Dysart provides the narratorial voice of the play for the audience as he struggles to cure Alan of his destructive passion for horses. Kidwall performed with his own brand of frenzied energy, spitting words across the stage and shouting at the audience. His mania made it difficult at times to buy his character’s frustration at being nothing but a meek and quiet husband caught in a sterile marriage.
Despite this, Kidwall’s moments of psychological reflection stood out for their conversational and honest quality, and they provided an elegant roadmap amongst the psychological tangle of Alan’s mind.
The challenge of presenting such complicated psychodrama in a scaled-down space, like the H & H building, can only be combated with strong directorial decisions and a wholehearted commitment to minimalism. In some ways, director Mason Ross rose valiantly to the challenge, making such bold choices as creating a dynamic space in which location flows seamlessly from doctor’s office to psych ward to childhood home, or by utilizing offstage actors to make the oftentimes eerie and guttural sound effects with their own voices.
Features like these lent themselves nicely to a homemade sensibility for the production. Despite this creative stagecraft, certain choices seemed questionable and made the production feel self-conscious. Why were some props real objects, and other only pantomimed? Why were British accents abandoned, but English slang left in the script? Why were certain artistic decisions, such as the employment of projections and later the use of humans as furniture, included only minorly and half-heartedly throughout the production?
One theme that the Annex Theater was entirely unafraid to thoroughly delve into was the sexuality of Shaffer’s text. Like any good psychodrama, Equus makes sure to explore themes of unconscious sexual desire and Freudian family issues.
Ross’s production confronted this subject matter head on, though sometimes to such an extreme it felt heavy-handed. The homoerotic nature of Alan’s strange dreams became overly-blatant as Budenz practically penetrated the stage while describing these already sexualized nightmares. A horse head strap-on was used at one point, and every erotic metaphor was highlighted by the actors. The company seemed to be surrounding the moments of sexuality with neon lights, instead of letting Shaffer’s expertly crafted text speak for itself.
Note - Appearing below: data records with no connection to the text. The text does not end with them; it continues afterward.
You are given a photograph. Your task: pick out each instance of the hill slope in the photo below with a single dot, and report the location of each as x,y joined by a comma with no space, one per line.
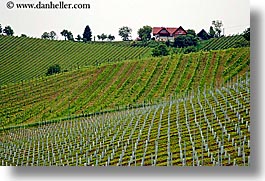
223,42
209,128
117,85
27,58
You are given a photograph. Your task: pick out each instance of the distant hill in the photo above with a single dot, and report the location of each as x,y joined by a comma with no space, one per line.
27,58
114,86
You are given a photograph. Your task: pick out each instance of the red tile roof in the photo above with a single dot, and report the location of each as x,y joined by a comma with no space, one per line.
171,30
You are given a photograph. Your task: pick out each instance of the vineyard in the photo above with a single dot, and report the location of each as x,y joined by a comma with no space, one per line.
222,43
209,127
27,58
118,85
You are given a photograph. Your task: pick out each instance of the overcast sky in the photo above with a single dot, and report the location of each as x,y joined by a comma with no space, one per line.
107,16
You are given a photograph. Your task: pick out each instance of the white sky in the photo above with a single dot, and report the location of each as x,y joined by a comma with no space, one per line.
107,16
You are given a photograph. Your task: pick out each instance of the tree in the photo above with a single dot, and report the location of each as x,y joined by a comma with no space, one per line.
78,38
125,33
246,34
145,33
67,35
203,35
160,50
87,33
111,38
211,32
54,69
8,31
52,35
64,33
217,27
45,35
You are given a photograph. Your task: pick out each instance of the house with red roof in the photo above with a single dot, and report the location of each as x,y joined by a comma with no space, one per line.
164,34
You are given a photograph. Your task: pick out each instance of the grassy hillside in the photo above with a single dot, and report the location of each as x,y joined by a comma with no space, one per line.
222,43
117,85
208,128
27,58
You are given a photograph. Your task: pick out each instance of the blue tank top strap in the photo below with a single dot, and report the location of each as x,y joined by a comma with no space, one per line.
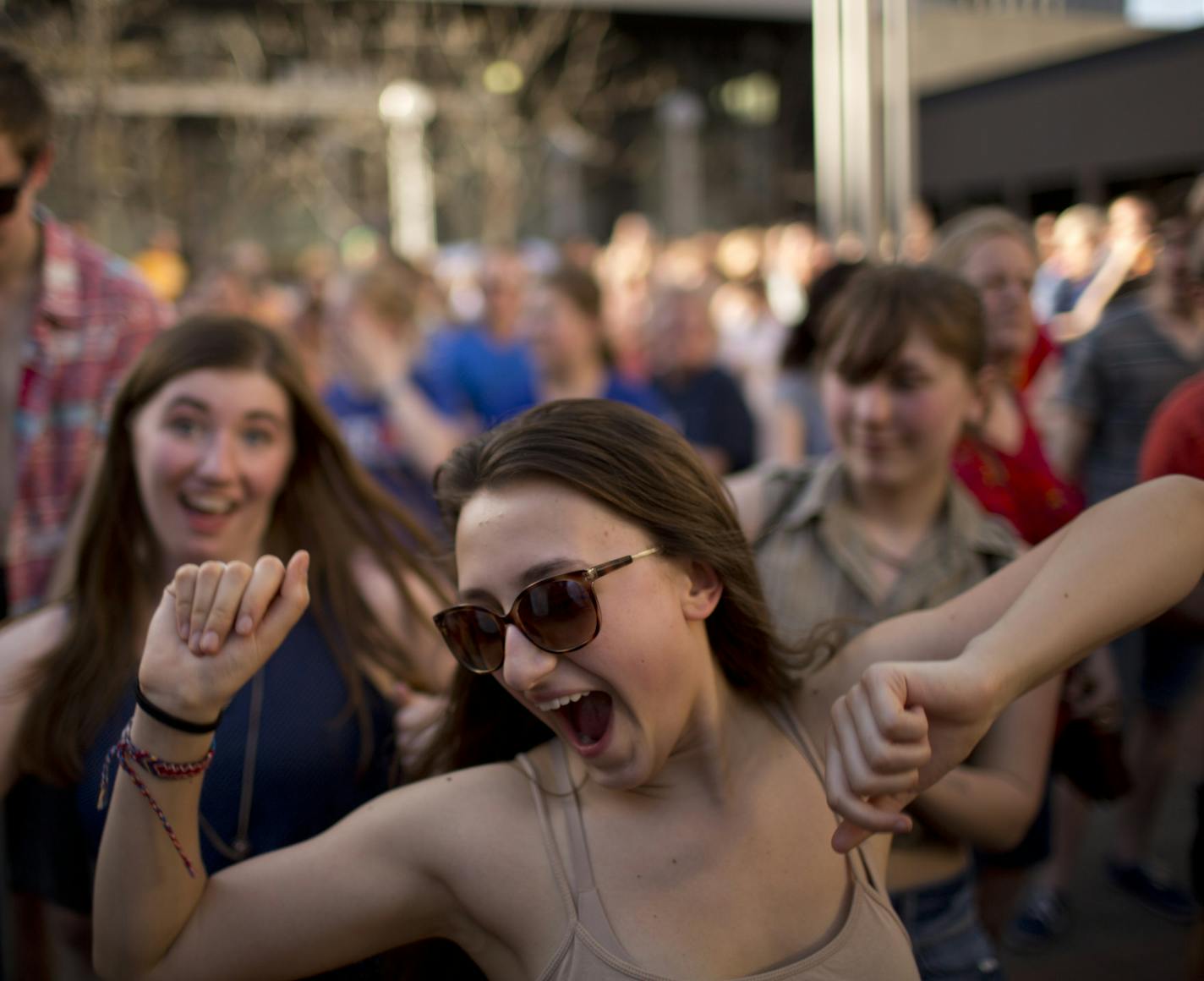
784,715
581,868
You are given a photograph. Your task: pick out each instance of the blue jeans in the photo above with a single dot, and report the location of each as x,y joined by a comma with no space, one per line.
946,937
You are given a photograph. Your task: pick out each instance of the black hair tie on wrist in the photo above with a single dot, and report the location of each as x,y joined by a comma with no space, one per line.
172,721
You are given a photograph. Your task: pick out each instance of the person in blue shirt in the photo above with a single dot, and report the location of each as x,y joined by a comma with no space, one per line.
382,401
483,372
572,360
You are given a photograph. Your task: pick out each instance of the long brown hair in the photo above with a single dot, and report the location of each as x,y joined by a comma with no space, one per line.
872,318
328,505
645,474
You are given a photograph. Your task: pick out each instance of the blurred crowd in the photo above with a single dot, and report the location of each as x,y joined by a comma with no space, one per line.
922,419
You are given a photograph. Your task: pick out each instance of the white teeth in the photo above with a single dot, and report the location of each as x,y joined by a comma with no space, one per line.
209,505
556,703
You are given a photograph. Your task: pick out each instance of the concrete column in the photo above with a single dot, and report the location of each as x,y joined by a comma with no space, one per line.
408,107
681,114
865,118
565,188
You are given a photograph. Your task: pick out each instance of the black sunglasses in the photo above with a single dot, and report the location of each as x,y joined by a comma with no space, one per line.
558,614
10,193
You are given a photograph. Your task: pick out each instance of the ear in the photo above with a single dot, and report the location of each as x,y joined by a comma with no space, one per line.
703,591
40,173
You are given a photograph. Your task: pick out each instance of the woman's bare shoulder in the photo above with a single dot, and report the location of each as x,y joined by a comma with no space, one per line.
29,638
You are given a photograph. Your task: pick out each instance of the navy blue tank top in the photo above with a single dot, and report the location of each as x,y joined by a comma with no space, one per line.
307,774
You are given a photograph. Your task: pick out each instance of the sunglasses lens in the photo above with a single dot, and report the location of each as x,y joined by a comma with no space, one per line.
476,637
559,616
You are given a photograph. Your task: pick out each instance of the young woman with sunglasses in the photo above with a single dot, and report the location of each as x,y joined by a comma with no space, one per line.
678,825
882,526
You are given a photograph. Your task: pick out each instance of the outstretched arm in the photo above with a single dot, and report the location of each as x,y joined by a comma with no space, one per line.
331,901
902,726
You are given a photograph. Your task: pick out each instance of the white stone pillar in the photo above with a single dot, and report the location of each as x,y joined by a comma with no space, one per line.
865,119
406,107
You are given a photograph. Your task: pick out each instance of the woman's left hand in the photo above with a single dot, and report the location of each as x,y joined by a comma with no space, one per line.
895,733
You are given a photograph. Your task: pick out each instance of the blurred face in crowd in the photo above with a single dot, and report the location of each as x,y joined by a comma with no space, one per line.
900,427
562,336
684,338
211,452
1002,270
503,284
20,184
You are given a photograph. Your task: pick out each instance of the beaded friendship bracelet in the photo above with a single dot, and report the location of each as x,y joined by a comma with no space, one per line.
127,755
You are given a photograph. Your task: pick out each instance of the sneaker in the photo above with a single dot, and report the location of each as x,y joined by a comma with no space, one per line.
1152,891
1044,918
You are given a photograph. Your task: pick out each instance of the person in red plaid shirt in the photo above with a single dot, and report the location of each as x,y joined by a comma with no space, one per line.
73,317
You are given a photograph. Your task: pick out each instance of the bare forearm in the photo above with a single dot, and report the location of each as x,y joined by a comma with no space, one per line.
1119,565
144,895
428,436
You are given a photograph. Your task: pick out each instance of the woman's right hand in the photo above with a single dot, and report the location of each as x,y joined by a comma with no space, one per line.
215,628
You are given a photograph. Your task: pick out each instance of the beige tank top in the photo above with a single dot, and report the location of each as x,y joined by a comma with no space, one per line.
871,943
However, it should be noted that the company impressively handled the nudity called for by the play. Sex and nakedness onstage is frequently presented poorly or distastefully in contemporary theatre. It oftentimes does nothing but draw the audience out of the world of the play, causing them to think only of the actors’ comfort, what the elderly man sitting nearby is thinking and so on.. Watching people take their clothes off in a public location can make audiences antsy.
The Annex Theatre artfully combated this challenge by simply making nudity a constant presence in the production. From the second the play began, actors onstage were naked, and this continued on through much of the performance.
By the time any significant sexual action was occurring, the audience was so used to the nudity that they were not made self-conscious. Instead, the viewers were able to remain fully invested and focused within the play itself.
There is no question that Equus is a risky choice for any theatre company.
It requires extreme commitment from everyone involved, and it can sometimes come across as tired or dated, as it was written in the 1970s.
However, the Annex Theatre stood up to the challenge and managed to revive the piece in a minimalist and incredibly intimate performance. Despite a smattering of odd artistic choices, in the end, the production managed to gracefully fill the H & H building with moving storytelling and a fresh take on a classic play.